Nyx, the journal borne from the Centre for Cultural Studies at Goldsmiths, continues its trajectory of increasing greatness with their latest edition, this time themed around Skin. Drawing on gender, affect, sexuality, pornography, self, ego and the other through interviews with the likes of Stewart Home, Federico Campagna and Catherine Malabou, fiction from Mira Mattar and Inga Hoonte, artwork from Alice White, Finn Jackson Ballard and Superm and writing from Hedi El-Kholti, Trish Mctighe on psoriasis, Kathleen Scott on skin in Black Swan and The Skin I Live In and Richard Sawdon Smith on representing AIDS through tattoo artwork. Another eclectic collection that leads you to question what this weird substance that hugs your muscles really is, and what it means.

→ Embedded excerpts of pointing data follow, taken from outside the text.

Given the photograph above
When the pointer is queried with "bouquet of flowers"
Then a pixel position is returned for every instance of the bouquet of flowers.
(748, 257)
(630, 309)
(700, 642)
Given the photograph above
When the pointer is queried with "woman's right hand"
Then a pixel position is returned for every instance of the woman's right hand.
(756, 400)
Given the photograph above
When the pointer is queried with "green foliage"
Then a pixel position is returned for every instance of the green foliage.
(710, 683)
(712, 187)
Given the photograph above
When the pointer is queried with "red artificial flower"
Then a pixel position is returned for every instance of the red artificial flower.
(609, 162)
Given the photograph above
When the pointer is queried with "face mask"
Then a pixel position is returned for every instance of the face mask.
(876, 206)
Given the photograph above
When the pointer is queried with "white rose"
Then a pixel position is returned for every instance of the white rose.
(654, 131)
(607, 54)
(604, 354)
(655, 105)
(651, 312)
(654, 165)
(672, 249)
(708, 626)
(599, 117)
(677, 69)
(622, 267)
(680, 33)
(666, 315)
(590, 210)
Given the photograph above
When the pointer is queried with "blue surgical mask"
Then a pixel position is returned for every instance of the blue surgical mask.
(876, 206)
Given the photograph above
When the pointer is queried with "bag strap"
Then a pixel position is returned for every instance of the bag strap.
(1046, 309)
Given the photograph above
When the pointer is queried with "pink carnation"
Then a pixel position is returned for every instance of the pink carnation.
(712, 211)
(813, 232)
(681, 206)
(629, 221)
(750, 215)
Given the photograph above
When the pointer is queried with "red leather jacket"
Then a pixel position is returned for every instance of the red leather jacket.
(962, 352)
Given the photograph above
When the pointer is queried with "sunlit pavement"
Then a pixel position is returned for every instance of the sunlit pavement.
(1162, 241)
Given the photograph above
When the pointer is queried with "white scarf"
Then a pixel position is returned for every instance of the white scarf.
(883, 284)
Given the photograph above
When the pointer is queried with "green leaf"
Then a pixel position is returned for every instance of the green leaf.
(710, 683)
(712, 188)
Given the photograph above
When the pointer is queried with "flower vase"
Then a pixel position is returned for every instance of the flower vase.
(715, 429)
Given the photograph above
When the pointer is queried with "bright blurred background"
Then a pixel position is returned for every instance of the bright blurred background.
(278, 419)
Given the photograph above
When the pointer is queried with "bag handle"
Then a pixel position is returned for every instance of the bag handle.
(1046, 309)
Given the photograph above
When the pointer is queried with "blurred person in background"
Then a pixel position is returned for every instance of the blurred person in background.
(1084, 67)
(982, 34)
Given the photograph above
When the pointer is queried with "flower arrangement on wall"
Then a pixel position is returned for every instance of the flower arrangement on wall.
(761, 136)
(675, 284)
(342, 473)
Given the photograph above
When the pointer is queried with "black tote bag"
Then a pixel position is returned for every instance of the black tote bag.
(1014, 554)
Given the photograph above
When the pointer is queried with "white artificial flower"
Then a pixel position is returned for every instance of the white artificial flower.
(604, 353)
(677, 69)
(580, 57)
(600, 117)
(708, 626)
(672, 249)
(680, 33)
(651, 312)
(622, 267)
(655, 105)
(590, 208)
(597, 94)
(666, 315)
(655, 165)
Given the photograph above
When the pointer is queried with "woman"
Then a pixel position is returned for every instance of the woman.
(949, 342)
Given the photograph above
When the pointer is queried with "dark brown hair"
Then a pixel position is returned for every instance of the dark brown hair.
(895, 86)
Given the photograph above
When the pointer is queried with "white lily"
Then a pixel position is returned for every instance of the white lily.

'A new art magazine?' you say, 'But I’ve too much to read as it is!' – well, ditch one of the others because The Burning Sand is something you’ll want to be paying attention to. Straight out of Glasgow, The Burning Sand has a focus that transcends the ‘local scene report’ as summed up beautifully by a quote from Kenneth Frampton; to ‘mediate the impact of universal civilization with elements derived indirectly from the peculiarities of a particular place’. It’s art-writing, it's art-work and it's writing on art. It’s about synchronicity, dance as sub-linguistic expression, a phone call from a friend and its relation to a video work by Ed Atkins, it's artists reading texts from sheets of paper, it's Rob Churm, Tom Worthington and Giles Bailey, Chris Johanson, Ashanti Harris and Sarah Lowndes. It’s lots more. It’s well read, well designed and well good.
The third collection of the best known and soon-to-be-known poets and illustrators on this planet (and a few not-quite on this planet) is a stonker that nails it yet again. It’s been a while coming but now it’s here we can all rest easy and then bubble over with jealousy at the precisely placed words and flowing syntax. With work from the likes of Wendy Xu (tumblr celeb), Sam Riviere and Emily Berry (who just the other week filled our bar with words through a PA), Sam Buchan-Watts (the editor of this glorious tome), Sophie Collins (who used to live with my friends), as well as Harry Burke, Daniel Barrow, Rachael Allen, Alice Malin, Sam Donsky (another tumblr celeb), Lawrence Giffen and a billion others. The artwork comes from the talented hands and heads of Ellie Andrews, EKTA, Kyle Platts, Thomas Slater and Rachel Maclean (my fave pal’s cousin). Get it and read it.